Z czuba błędnie typuje - igrzysk dzień 7.

Zanim w weekend do boju przystąpią nasze największe medalowe nadzieje, w piątek wystartuje kilka mniejszych, powiedzmy ''nadziejki''. Wzmocnieni zastrzykiem optymizmu od siatkarzy, ponownie przystępujemy do szukania, nawet na siłę, pierwszego polskiego medalu.

Siatkówka kobiet

Polska - Wenezuela, godzina 6:30 . Tak, wygramy. 3:0 albo 3:1... Pewnie 3:1. Co za różnica. I tak nic nam to nie da (prawie na pewno).

Judo

Urszula Sadkowska (kat. +78 kg), piąta na MŚ i siódma na ME, o 6:14 powinna sobie poradzić z rywalką z Kazachstanu. W kolejnej rundzie czeka już jednak wicemistrzyni świata ze Słowenii... No, znacie dalszą część scenariusza.

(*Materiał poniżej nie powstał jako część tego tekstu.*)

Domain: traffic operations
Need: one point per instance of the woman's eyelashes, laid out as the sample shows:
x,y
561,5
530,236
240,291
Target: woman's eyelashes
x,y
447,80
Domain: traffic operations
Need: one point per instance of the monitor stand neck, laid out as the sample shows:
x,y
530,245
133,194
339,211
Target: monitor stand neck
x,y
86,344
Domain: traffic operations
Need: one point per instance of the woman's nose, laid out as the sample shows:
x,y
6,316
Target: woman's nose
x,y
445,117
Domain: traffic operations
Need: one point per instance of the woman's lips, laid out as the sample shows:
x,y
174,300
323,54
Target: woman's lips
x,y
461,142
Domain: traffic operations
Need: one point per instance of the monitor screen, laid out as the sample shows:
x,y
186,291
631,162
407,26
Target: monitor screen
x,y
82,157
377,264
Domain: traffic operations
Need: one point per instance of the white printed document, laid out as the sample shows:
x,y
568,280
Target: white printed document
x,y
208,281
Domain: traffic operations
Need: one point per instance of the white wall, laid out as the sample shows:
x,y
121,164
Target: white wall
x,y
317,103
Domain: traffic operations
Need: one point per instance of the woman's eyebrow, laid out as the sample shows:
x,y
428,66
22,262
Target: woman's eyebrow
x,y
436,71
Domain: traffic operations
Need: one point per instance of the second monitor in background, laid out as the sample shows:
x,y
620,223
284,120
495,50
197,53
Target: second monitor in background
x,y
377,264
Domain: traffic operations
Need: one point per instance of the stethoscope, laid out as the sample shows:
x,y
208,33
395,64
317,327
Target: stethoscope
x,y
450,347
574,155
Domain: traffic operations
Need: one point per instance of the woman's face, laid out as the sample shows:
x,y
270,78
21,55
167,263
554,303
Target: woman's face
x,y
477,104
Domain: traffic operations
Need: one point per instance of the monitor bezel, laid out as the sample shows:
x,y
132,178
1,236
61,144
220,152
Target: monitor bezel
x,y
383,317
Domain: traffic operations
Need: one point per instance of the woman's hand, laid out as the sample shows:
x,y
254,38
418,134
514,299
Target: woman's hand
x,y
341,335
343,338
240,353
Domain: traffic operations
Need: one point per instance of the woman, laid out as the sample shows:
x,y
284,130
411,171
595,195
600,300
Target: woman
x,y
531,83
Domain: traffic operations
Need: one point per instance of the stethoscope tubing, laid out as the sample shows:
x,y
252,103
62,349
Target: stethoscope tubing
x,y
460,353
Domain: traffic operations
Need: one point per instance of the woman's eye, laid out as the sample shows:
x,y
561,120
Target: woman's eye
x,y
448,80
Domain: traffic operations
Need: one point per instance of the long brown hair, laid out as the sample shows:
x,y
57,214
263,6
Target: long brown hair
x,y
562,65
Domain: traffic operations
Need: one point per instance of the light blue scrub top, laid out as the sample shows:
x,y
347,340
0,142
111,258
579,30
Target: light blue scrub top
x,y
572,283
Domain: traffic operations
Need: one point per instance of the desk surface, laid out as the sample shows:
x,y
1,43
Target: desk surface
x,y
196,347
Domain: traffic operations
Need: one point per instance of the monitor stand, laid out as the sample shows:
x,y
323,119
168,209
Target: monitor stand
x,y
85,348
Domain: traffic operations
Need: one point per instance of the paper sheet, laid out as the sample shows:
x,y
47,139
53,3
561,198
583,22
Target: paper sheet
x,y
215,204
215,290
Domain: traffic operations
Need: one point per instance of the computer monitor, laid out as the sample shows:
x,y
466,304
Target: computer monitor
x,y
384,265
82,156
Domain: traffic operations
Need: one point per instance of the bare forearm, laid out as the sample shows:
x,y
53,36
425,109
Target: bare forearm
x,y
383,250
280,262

Janusz Wojnarowicz . 201 centymetrów wzrostu. 168 kilogramów wagi. Dwa wicemistrzostwa Europy. W czwartek znów naprawdę uwierzyliśmy w pierwsze podium - Matyjaszka w judo. W piątek to judo wreszcie może okaże się medalowe. Co tam - liczymy na medal . Start pierwszej walki o 7:17 .

Kolarstwo torowe - sprint drużynowy

Start o 10:30 , Polacy startują jako pierwsi. Nazwiska Bielecki oraz Kuczyński (prawie Kuchczyński) kojarzymy tylko z piłką ręczną. Ale nam te igrzyska (pozytywnie) kojarzą się głównie z piłkarzami ręcznymi (i siatkarzami). No panowie, trzy kółeczka - i do domu. Albo na trybuny - oglądać jak naprawdę szybko potrafią jeździć mistrzowie z Holandii.

Szermierka - szpadziści (5:00)

Szermierka. Hm. Polacy. Hm. Porażka. Mhm.

Łucznictwo - mężczyźni indywidualnie

1/8 finału. Rafał Dobrowolski kontra strasznie dobry, czwarty w eliminacjach Koreańczyk (5:22 ; ew. ćwierćfinał o 10:26). Jacek Proć kontra strasznie dobry, trzeci w eliminacjach Ukrainiec (4:30 ; ewentualny ćwierćfinał 10:00). Jeśli Polacy wygraliby po 2 pojedynki, to napotkaliby na siebie w półfinale (o 10:52). Aż tak zachłanni nie jesteśy, ale tak jedno podium... Liczymy na medal .

Lekkoatletyka, pchnięcie kulą - Tomasz Majewski

Eliminacje o 3:05 , ale nie zrywajcie się finał jest raczej pewny - 15:00 . Moglibyśmy tu rozpisywać wyniki Majewskiego, rywali, biorytmy i pogodę w Pekinie. Nie będziemy. Powód, dla którego licytujemy tak wysoko jest jeden - broda (o której już nie raz , nie dwa pisaliśmy). Liczymy na medal.

Podsumowując, trzy razy marzymy używając magicznego ''liczymy na medal''. Ale strasznie byśmy chcieli, by choć raz się sprawdziło. Nawet w odcieniu brązu. A wtedy, po takim wyczekiwaniu, będziemy się cieszyć jak dzieci.